All over the United States, dog owners are petitioning city officials to open up new dog parks, specifically, off-leash dog parks. These parks are places that are marketed not only as “dog friendly”, but actually let you take your dog into a fenced area so he or she can freely run and play with all the other dogs…big and small, without a care in the world (Cue the “running through fields of daisies” music).
Sound too good to be true? That’s because (in many cases) it is. Instead of being a fun, enjoyable and peaceful place, many off-leash dog parks can only be described as “chaotic.” Craziness. Dogs running everywhere without any kind of control. It can be anything but peaceful and enjoyable.
More and more Crimson K9 Dog Training clients are asking about off-leash dog parks and more and more, we are telling them to stay away. The truth is, off-leash dog parks are not safe places for your dog. We have had numerous clients tell us stories of taking their dog to the local dog park, only to have their dog attacked. In Madison, Wisconsin, an unleashed black Labrador killed a leashed puppy in front of the horrified owner and her two children. That’s right, a lab. Sweet, gentle, lovable.
Having your dog attacked by another dog is devastating. It can be something you struggle to get out of your head; the pictures, the sounds, the guilt. For a child, it can really be traumatic; nightmares, fear of other dogs, etc. For your dog, it can be life-altering, as well. Many gentle, friendly dogs can become fearful and/or aggressive because of being attacked.
And even supposedly “well trained dogs” can stir up trouble. Consider this: A 100-pound service dog killed a 4-pound Yorkshire Terrier at a Cape Cod, Massachusetts area dog show. The service dog was a Bouvier des Flandres who helped a woman in a wheelchair. And while this event didn’t take place at a dog park, it does unravel the cause for many of these dog problems: a lack of human understanding in regard to pack structure and pack mentality.
The typical dog owner does not understand how strong the pack instinct is, even in their very own family pet, and how readily it can be triggered when a dog is suddenly in the company of other dogs. Understand this: it only takes three dogs to make a pack. And if three dogs make a pack, imagine how a dog is dealing with being taken into a park with several other dogs. Many owners are simply not prepared for how difficult it may be to control their dogs in this setting.
Dogs will try to establish rank and will instinctively try to form packs and sometimes, threaten incoming dogs. They often will congregate around gates and entrances. This can threaten and overwhelm new dogs, not to mention be dangerous for a small child, even if the dogs are not aggressive.

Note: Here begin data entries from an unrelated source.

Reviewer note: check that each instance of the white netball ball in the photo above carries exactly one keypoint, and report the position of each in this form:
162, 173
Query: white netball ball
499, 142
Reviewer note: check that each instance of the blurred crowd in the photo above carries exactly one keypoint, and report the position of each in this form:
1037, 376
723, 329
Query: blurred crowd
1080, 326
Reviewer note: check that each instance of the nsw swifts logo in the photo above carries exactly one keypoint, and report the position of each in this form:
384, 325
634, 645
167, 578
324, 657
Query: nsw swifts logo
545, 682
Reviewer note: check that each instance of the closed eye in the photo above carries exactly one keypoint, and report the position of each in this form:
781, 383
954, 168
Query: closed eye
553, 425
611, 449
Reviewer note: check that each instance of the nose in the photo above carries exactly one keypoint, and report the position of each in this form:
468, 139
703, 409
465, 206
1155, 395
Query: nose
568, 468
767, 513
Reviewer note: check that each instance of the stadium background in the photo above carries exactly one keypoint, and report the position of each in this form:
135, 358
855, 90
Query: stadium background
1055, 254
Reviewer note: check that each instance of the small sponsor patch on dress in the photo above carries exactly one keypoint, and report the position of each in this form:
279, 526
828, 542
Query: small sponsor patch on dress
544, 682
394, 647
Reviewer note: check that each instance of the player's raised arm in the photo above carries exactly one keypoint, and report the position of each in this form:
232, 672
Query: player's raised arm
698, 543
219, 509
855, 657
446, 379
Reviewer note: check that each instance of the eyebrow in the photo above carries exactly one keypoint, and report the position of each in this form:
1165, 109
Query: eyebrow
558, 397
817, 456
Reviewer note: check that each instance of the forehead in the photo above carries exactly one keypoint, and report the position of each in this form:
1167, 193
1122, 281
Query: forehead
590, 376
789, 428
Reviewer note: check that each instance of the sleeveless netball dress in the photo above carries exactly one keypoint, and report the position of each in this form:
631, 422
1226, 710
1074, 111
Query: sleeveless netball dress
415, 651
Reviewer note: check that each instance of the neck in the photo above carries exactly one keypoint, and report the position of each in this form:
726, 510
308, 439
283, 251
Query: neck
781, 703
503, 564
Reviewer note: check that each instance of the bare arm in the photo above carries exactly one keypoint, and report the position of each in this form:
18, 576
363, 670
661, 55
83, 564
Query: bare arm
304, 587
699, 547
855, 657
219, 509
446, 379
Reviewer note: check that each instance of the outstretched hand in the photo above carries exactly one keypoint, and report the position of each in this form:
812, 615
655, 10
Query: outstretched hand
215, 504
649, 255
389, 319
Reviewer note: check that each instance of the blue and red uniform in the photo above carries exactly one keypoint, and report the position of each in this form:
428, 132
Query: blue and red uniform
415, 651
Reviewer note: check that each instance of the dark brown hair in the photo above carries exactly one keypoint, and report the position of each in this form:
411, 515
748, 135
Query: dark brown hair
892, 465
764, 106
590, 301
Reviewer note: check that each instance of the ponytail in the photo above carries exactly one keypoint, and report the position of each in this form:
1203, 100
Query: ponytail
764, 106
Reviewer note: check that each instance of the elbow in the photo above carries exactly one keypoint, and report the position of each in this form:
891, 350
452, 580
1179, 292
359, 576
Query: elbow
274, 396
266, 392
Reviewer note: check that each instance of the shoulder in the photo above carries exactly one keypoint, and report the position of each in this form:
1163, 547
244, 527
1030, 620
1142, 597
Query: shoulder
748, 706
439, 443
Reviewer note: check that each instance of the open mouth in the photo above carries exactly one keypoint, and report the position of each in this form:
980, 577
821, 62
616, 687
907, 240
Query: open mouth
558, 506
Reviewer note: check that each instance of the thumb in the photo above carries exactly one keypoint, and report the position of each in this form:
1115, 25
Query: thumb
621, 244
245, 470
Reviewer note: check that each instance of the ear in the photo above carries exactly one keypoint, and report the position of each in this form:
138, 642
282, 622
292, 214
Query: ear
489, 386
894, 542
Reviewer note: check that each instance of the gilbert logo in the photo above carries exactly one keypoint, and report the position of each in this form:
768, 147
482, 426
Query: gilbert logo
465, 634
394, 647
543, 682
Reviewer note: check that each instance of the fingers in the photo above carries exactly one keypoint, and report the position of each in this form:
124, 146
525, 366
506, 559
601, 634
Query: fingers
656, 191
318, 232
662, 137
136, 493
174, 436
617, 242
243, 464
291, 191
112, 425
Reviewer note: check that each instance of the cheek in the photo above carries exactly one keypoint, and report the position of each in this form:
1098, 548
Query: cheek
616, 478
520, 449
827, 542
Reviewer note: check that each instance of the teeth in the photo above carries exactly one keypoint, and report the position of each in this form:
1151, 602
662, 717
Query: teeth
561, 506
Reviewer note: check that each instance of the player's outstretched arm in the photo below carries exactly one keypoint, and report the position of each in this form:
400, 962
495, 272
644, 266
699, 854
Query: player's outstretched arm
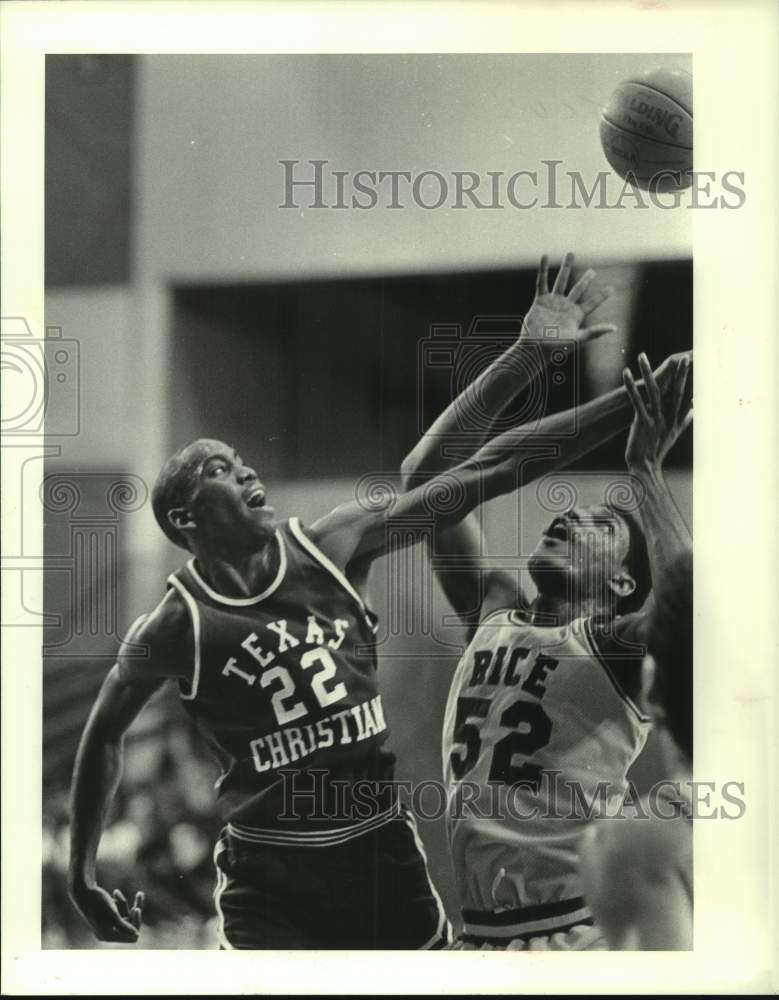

The answer is for dog owners to become educated on pack structure, and learn how to better control their own dog. It is also imperative that dog owners learn how to read their dog’s behavior. Sometimes problems can be stopped before they occur just by watching and acting. In the meantime, stay away from off-leash dog parks. The last thing you want is for your dog, someone else’s dog, or some person to be hurt.